KevColubrid May 29, 2008 10:50 PM

"Many racers and coachwhips tame with handling and even seem to appreciate it but it's a longer process than with a Ball Python and it's likely that, as in the Oscar-winning film, there will be blood."

Well said! I've kept numerous yellow bellied racers, adults and juvies both, and I think the same can be said for both of them. They don't like being watched while they eat. I had a young blue racer that I kept for over a year. I knew he was eating, because I'd throw two or three pinkies into his cage, and come back later to find them gone, and him fatter. But never once did I ever see him eat, and if I was present, he wouldn't eat. The same went for the juvenilles I kept, I could get them to eat pinkies without much of a problem just so long as they were small enough. But they were very sensitive to being watched.

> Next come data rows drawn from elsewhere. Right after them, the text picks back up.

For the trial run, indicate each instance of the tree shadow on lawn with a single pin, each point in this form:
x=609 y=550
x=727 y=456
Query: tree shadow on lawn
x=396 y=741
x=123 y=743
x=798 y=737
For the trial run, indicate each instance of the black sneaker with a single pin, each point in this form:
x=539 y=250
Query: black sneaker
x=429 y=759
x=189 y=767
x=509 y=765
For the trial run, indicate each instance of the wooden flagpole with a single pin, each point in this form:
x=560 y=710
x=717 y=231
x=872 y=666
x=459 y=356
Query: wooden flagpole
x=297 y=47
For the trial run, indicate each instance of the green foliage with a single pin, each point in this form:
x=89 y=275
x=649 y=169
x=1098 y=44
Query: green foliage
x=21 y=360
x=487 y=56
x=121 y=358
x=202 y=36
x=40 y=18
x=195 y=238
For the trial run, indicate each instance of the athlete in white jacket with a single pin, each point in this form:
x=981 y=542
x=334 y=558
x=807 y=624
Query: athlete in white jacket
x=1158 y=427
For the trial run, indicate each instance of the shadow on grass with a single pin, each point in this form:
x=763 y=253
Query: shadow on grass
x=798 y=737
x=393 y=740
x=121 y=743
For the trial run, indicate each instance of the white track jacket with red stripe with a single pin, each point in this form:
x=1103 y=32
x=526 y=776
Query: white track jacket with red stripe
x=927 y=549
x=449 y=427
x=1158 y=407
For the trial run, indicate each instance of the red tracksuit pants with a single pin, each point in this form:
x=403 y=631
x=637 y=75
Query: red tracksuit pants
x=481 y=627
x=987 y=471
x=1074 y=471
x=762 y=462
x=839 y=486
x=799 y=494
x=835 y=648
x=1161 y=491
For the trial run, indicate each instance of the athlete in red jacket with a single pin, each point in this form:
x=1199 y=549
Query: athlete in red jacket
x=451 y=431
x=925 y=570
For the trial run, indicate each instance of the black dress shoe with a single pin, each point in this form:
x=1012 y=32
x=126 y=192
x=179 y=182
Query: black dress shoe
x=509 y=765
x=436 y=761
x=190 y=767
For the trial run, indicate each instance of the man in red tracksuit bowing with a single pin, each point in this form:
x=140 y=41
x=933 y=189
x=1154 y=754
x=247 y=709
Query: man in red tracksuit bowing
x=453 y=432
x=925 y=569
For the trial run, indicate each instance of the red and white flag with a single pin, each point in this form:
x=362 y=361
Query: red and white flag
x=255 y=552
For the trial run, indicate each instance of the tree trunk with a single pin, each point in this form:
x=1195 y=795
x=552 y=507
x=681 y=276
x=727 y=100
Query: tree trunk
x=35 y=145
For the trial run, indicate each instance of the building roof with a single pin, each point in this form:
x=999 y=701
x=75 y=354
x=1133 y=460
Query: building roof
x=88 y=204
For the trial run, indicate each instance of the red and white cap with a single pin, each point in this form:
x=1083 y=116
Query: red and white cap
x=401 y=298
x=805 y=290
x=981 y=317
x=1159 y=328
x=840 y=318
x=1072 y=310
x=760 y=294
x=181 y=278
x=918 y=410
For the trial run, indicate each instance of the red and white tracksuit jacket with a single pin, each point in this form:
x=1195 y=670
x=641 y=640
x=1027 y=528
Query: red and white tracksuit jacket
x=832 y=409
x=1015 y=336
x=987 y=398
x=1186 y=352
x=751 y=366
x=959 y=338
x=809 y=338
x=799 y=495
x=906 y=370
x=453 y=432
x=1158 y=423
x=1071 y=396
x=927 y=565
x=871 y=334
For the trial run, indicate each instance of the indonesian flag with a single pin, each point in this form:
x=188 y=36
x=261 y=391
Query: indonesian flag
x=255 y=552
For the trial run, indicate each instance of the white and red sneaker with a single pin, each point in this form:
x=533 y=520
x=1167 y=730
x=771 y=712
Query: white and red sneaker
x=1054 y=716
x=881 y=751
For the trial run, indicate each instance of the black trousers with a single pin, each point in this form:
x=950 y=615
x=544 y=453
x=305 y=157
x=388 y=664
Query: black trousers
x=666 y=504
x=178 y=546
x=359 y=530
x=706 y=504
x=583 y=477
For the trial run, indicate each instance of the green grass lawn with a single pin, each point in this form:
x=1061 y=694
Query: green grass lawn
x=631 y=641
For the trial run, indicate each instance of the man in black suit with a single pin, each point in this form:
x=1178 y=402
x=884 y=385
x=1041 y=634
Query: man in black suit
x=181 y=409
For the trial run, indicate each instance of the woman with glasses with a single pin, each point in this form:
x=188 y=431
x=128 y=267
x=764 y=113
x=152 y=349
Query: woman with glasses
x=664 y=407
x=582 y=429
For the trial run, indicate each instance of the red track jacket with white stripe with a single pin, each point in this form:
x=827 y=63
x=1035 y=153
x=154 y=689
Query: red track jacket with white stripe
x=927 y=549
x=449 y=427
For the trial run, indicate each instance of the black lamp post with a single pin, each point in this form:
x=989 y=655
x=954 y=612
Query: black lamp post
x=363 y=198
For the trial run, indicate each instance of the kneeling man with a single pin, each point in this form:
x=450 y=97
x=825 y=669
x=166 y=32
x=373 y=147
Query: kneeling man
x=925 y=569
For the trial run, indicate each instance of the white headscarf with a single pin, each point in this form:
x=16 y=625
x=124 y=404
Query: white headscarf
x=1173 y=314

The same cannot be said for the coachwhips that I keep. It's like a shark frenzy

Kevin

53kw May 30, 2008 07:17 PM

I agree that racers are twitchy about being watched while eating, like Grandma at the family reunion--"Don't take my picture while I have food in my mouth!" My racers will occasionally feed while I watch but I have to remain motionless. The exceptions were two Blue Racers I conditioned last year for an associate who runs a nature center. They arrived from a dealer and were on the thin side. A few live fuzzy mice convinced them to eat everything in sight and the female, who was more agressive, actually came out of the cage in pursuit of a defrosted mouse held in forceps, dropped into a bucket, tolerated having the lid of the bucket put on and still ate her mouse while the male was being fed. Beast. After they gained enough weight to send on their way, I heard from their new caretaker that they are still shameless feeders, although he does offer baby quail, and who could resist that?

My coachwhips fit the description you offered, too. One dislikes the forceps and will sometimes reach around the defrosted mouse and strike the forceps. If I drop the mouse the snake goes right to it and eats it. I wonder if he knows the forceps are holding the mouse and he hits them to make them drop it. He occasionally shakes a mouse like a dog with a rag toy--once threw a mouse several feet out of his cage before I got the door closed (he just lost his grip--fumble! He ate it when I offered it again. Butterfangs) The other male Western just pounds food as soon as the door so much as cracks open. Looking into those coachwhip eyes, I believe he's certain he can get my head into his mouth if I just give him the chance. I think I will not give him the chance. I do have kind of a pin head--what if he's right?